The Wire
2024-10-18 See all posts
Every year or two I feel compelled to rewatch what is, in my correct opinion, the greatest television show of all time. When the money is no longer a concern I'm going to offer creator David Simon a 5-figure sum to the charity of his choice to have lunch and reminisce with me.
The show draws you in with badass players in the drug game like shotgun-weilding neighborhood legend Omar (Michael K. Williams) and debonair Stringer Bell (Idris Elba). No question about that. But there are plenty of others who are key in delivering Simon's sociological and philosophical messages. Here are five of my favorites.
Jimmy McNulty - "Real Police". A functioning alcoholic whose adventure-seeking, short-term thinking nature prevents him from seeing the bigger picture. Lester tells him as much in season 3, "The next case isn’t going to bring you happiness." British Dominic West’s Baltimore accent was really impressive. If there’s a main character in the show, it’s McNulty.
"What the fuck did I do?"
Tommy Carcetti - The best character development arc over probably the best two seasons (3,4) and another excellent casting (shoutout Littlefinger). To start, he evolves from an acerbic and ambitious city councilman to unlikely white mayoral candidate for Baltimore who is going to solve all the city’s problems. In an attempt to get elected he resorts to playing the police department’s numbers games that the audience is already familiar with. By the end, he has his sights on Annapolis and represents everything he once wanted to dismantle in Baltimore politics.
"I still wake up white in a city that ain't."
"The job isn't about doing things right, it's about doing things at the right time."
Frank Sabotka - Capable and stalwart union president who gets mixed up in ever-escalating amounts of dirt and inadvertently brings his nephew and fuck-up son along with him. We see the moral anguish at times, but in the end he always chases the money and goes back to the Greeks. We see in his effortless description to the cops of the port’s software system and in his knowledge of history and policy that Frank is not the bumpkin you might expect. Delivers some of the best monologues and one-liners in the entire show. He’s the only single season character on this list.
"What you're forgetting, Detective, is that every IBS Local on the east coast has had its ass in front of a federal grand jury two or three times already. You want to throw your summonses, throw 'em. You want to subpoena our records? sh¡t, you don't even need a subpoena no more. Our books have been open to the Justice Department for eight years. We're here through Bobby Kennedy, Tricky dіck Nixon, Ronnie 'The Union Buster' Reagan and half a dozen other sons of bitches. We'll be here through your weak bullshit, no problem!"

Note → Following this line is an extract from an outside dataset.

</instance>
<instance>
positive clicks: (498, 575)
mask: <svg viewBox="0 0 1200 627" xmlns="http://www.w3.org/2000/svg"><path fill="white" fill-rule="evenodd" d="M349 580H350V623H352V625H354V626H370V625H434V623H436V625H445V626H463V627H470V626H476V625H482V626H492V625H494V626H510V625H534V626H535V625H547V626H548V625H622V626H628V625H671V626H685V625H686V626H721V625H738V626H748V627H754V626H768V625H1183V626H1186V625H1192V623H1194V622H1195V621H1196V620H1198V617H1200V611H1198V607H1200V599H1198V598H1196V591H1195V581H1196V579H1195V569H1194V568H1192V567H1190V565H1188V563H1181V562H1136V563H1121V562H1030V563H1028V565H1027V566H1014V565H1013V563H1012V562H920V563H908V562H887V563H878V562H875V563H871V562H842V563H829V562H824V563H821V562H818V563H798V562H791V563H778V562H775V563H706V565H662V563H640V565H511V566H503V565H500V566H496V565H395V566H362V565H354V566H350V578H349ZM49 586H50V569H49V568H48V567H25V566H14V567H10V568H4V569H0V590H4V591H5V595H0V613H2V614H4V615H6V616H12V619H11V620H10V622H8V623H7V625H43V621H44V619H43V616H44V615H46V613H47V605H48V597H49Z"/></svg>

"We used to make shit in this country, build shit. Now we just put our hand in the next guy’s pocket."
Bubbles - Just one of the best acted supporting characters ever. If he’s on the screen I’m happy. Andre Royo crushes the role of an aging addict in the city who becomes disillusioned with the drug life.
"Thin line between heaven and here."
Clay Davis - "That guy was born with his hand in someone's pocket. Played Stringer Bell like a pinball machine and planted the seeds of doubt that he, as Avon put it, 'just might not be smart enough for them out there'." In a show that highlights how the best political maneuver-ers make it to the top in the police department, the drug game, the unions, and everywhere else power resides, dastardly U.S. Senator Clay Davis shows us that there are levels to this sheeeit.
"It takes money to make money, String. Otherwise hell, every pauper'd be a king."
Honorable mention to Bodie. There’s no light at the end of the tunnel for a good soldier. One of my favorite points the show makes is how nearly impossible it is to climb out of a poor inner-city upbringing. You can easily imagine Bodie, D’Angelo, Wallace, Poot, and the season 4 kids (among others) being thriving members of society were they born into different circumstances.
"I feel old. I been out there since I was 13. I ain't never fuckin run from nobody."